Oven Baked Beans
Author: The Food Allergy Foodie’s Father
Prep Time: 30 minutes
Cooking Time: 4 hours
Serves: 6-8 people
3 cups of French Navy beans
9-10 cups of water (enough to cover the beans)
2 tablespoons Worcestershire sauce
2 cups of Ketchup
1/2 cup of Yellow mustard
1/2 cup honey
1/2 cup Molasses
1 yellow onion, peeled with the ends cut off
1 tablespoon garlic, minced
3/4 cup of gluten-free beer
1/2 teaspoon kosher or sea salt
1/2 teaspoon of black pepper
- Add the three cups of French Navy beans to a 2-quart saucepan with 9-10 cups of water. You want enough water so the beans are covered. Bring the beans to a boil and let cook for 30-40 minutes, or until the beans are al dente. The beans should be a bit firm to the bite and not too soft or mushy. Stir the beans periodically, about every 15 minutes while cooking.

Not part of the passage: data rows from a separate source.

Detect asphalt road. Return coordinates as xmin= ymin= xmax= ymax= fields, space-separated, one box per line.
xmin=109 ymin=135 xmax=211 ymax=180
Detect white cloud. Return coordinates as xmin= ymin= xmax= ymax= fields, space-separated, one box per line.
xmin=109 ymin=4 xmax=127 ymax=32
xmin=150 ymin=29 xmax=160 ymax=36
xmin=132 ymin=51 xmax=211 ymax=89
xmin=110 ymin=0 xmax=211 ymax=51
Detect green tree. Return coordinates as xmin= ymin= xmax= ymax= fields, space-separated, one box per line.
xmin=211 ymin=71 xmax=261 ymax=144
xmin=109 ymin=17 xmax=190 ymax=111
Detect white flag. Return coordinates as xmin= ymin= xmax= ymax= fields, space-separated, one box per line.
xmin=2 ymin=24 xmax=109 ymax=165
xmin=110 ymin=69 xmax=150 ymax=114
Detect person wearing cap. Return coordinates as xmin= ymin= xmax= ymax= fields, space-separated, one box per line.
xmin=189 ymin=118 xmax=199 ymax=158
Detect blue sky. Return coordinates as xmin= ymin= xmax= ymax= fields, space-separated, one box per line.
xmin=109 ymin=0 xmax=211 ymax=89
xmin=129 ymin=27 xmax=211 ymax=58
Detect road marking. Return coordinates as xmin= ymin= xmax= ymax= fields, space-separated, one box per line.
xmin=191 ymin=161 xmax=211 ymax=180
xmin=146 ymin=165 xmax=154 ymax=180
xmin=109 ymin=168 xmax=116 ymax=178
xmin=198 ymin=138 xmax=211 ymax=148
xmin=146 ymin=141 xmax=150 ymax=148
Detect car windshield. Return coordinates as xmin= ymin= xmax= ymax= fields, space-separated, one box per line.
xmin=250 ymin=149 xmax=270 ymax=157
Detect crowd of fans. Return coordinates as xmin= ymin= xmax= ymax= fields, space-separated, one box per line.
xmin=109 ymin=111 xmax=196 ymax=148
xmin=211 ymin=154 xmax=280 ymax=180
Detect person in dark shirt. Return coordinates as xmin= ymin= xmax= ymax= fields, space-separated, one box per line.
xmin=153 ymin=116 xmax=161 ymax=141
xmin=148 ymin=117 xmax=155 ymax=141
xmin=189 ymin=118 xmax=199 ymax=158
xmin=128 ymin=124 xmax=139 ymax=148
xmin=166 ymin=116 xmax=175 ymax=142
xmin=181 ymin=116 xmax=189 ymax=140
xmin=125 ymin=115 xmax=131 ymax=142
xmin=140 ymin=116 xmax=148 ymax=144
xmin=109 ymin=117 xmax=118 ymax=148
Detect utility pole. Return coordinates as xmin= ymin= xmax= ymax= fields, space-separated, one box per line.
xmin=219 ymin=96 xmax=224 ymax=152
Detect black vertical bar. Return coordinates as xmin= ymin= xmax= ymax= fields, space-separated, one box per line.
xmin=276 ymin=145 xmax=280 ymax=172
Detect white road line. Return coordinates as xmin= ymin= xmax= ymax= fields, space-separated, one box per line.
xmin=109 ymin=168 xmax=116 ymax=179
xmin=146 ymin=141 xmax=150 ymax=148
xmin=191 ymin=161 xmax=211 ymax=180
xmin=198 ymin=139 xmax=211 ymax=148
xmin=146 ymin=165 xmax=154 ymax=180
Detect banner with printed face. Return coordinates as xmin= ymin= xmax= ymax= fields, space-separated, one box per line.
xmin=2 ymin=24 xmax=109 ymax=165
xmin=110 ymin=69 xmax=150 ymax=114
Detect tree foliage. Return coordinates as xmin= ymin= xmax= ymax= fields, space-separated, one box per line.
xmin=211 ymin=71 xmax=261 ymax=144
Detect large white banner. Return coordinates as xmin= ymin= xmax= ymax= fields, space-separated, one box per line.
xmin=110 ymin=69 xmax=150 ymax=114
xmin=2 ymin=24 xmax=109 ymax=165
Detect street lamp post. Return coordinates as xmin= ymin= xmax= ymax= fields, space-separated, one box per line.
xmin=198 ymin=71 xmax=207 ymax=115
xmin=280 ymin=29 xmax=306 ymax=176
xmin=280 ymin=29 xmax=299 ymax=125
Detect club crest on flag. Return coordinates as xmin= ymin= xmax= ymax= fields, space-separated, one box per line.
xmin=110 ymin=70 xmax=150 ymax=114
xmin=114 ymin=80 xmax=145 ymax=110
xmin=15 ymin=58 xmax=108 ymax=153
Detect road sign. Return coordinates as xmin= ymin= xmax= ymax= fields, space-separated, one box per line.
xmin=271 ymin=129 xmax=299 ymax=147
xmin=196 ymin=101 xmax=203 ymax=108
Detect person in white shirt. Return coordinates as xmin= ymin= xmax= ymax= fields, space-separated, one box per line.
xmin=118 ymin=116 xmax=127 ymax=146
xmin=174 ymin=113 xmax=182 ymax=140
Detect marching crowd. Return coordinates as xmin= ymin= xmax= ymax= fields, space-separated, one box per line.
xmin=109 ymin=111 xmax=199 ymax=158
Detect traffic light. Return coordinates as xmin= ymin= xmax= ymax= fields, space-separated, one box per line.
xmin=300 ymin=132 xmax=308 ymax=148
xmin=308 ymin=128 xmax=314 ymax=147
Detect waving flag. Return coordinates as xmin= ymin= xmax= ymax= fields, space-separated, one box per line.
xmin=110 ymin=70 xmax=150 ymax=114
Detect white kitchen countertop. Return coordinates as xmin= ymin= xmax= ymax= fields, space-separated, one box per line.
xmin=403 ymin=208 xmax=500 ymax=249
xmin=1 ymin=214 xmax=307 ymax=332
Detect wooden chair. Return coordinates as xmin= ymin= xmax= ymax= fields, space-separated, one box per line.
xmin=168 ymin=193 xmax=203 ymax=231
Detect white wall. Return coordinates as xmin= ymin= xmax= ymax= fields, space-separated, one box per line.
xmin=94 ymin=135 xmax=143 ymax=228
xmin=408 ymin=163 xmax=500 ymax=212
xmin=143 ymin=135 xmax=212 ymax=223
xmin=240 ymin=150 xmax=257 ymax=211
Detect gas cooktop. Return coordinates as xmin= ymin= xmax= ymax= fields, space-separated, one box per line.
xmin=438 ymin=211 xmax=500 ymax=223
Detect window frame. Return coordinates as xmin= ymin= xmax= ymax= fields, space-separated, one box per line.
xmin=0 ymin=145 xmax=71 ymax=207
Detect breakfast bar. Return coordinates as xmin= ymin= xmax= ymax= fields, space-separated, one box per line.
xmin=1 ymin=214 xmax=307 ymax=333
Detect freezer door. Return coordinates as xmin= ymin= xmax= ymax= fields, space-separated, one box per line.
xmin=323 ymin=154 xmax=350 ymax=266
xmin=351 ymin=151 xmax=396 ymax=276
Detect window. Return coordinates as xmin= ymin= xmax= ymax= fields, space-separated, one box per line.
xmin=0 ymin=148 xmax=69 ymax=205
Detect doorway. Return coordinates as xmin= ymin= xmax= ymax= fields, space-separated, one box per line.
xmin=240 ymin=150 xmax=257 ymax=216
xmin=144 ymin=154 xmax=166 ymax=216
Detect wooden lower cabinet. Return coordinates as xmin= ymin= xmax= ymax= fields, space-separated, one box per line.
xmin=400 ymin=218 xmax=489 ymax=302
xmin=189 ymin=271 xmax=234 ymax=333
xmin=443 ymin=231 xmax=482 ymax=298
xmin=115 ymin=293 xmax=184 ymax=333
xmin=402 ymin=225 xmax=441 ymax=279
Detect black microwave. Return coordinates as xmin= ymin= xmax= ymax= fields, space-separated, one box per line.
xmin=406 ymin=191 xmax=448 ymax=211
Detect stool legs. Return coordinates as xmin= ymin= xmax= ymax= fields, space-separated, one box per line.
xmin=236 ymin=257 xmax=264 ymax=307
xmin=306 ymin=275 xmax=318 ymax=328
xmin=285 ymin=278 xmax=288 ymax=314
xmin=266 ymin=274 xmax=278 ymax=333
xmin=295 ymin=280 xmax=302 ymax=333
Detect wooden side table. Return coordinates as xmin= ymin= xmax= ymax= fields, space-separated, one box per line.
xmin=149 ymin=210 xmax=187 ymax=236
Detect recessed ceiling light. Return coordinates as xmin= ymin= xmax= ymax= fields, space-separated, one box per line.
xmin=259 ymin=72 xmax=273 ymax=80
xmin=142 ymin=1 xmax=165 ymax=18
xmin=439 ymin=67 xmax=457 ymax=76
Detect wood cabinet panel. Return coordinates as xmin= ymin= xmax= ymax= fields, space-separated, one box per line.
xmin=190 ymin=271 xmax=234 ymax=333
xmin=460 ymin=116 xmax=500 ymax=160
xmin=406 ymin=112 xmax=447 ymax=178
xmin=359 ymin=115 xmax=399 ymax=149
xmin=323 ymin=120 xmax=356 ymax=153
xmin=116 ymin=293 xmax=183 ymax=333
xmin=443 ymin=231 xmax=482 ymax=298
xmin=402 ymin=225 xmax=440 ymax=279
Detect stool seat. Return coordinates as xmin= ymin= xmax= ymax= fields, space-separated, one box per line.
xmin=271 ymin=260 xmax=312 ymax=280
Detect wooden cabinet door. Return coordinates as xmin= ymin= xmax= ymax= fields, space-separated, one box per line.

- Once the beans come to a boil, preheat the oven to 325°.
- Using a slotted spoon, transfer the cooked beans into a Dutch oven or stockpot that is oven-safe. Reserve the cooking water, as you will use that as the beans bake in the oven.
- Add the remaining ingredients with the beans in the Dutch oven. Mix well to combine. Place the yellow onion in the center of the pot.
- Cover the beans and place in the preheated oven. Bake for three hours. Check the beans every 30 minutes and add a ladle-full of reserved cooking water as needed. The sauce should be thick so only add as much water as needed to achieve the desired consistency.